Second, it will allows us to follow up with questions on Tuesday about things that took place at Monday night government meetings. Additionally, it will allow us to circle back to get information about a meeting we were perhaps unable to attend due to manpower shortages. We are a small staff and we’re trying to be a lot of places at one time.

Third, we can now start to include District 90 Board of Education meetings in a more timely manner. They fall on a Tuesday and so they’re always eight days old by the time they hit the paper. 

Fourth, it gives me my Sundays back. When production was on Monday, I would come to the office on Sunday and work, leaving my family and friends.

Finally, it makes life simpler in that we won’t have to push back for Monday holidays.

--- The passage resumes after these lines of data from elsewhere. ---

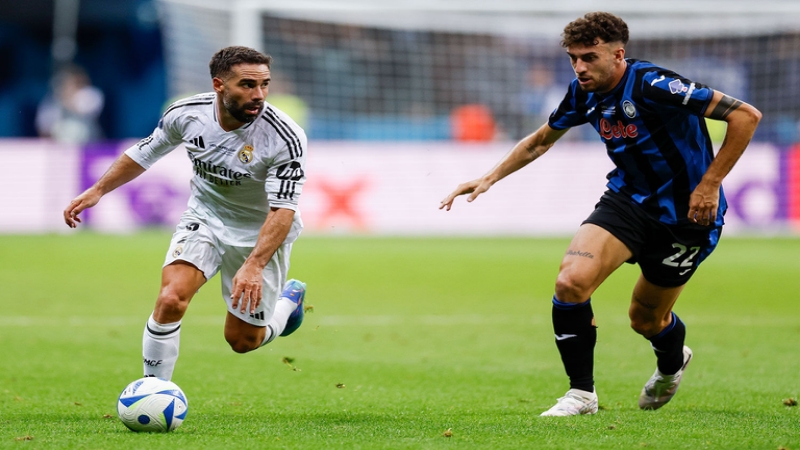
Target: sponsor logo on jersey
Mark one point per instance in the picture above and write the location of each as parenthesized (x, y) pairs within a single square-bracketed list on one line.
[(676, 87), (246, 154), (618, 130), (629, 109), (198, 142), (217, 174)]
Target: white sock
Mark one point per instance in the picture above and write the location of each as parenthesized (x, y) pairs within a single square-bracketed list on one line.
[(160, 345), (283, 309)]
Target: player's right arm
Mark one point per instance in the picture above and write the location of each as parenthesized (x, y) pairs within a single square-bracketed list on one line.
[(122, 171), (526, 151), (132, 163)]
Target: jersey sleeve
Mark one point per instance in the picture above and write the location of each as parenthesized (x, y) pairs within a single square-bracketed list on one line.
[(165, 138), (571, 112), (287, 174), (665, 87)]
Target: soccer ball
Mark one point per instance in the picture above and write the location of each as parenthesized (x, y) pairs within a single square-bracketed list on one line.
[(152, 404)]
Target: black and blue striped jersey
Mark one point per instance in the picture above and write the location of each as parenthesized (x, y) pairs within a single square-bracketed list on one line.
[(653, 127)]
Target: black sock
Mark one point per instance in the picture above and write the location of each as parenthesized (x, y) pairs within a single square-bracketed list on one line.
[(575, 339), (668, 346)]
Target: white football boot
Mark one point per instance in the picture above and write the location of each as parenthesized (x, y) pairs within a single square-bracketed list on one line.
[(573, 403)]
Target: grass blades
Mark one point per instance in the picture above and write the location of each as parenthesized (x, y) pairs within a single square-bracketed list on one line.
[(412, 343)]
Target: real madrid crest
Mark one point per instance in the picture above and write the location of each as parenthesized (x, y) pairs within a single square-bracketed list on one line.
[(246, 154), (629, 109)]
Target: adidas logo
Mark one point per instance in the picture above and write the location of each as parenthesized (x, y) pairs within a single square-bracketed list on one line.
[(198, 142)]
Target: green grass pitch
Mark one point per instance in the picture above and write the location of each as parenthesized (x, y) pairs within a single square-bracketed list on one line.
[(413, 343)]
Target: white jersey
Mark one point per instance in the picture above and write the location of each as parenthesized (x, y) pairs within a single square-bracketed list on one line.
[(238, 175)]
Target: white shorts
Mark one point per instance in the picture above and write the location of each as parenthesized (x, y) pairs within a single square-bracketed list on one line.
[(195, 243)]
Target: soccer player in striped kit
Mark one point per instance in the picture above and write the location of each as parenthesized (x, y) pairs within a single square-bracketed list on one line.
[(663, 208), (248, 159)]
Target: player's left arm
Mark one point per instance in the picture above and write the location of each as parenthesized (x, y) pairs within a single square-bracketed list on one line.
[(247, 283), (742, 120)]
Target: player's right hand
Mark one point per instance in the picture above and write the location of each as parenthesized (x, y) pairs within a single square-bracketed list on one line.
[(474, 188), (86, 200)]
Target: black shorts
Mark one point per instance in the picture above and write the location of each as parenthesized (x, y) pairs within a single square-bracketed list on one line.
[(667, 254)]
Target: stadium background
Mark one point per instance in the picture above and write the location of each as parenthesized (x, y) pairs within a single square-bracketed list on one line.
[(401, 102)]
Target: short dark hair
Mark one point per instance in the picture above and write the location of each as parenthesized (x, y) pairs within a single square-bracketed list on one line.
[(593, 26), (223, 61)]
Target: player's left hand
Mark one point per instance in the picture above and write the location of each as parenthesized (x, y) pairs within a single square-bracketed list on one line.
[(474, 188), (703, 204), (247, 287)]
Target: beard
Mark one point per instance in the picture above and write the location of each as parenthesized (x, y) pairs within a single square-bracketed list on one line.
[(239, 112)]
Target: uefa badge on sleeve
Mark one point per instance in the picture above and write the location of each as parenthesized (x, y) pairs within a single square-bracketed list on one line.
[(246, 154)]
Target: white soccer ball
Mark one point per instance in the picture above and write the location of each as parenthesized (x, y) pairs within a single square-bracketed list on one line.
[(152, 404)]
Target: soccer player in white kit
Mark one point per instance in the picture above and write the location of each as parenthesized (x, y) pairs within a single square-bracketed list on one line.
[(242, 218)]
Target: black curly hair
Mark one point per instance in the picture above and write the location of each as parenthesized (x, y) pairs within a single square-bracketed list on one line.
[(222, 61), (593, 26)]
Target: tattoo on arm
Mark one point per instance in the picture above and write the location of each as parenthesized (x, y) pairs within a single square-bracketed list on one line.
[(725, 106)]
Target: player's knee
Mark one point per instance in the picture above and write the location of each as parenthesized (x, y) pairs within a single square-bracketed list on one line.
[(645, 327), (571, 289), (170, 302)]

Now the only holiday we have to consider is Thanksgiving, but we will push up that one week. Ironic, huh? 

Honestly, its a small change for you the reader that will make big improvements for us here at the Weekly.

Regarding submission deadlines, for the time being, we’d like to keep them pretty much the same. However, we obviously have some flexibility. Those deadlines can be found in the information box on page two.

The only change this will have on me in a negative capacity is that I will have to start driving to pick up my papers at the printer, an hour away, again. I had been having them trucked to Troy. But its a small price to pay and I actually enjoy the time in the car after a long week to sit and relax.

We hope you understand why this change ultimately needed to occur and how it will hopefully make the Weekly a better paper.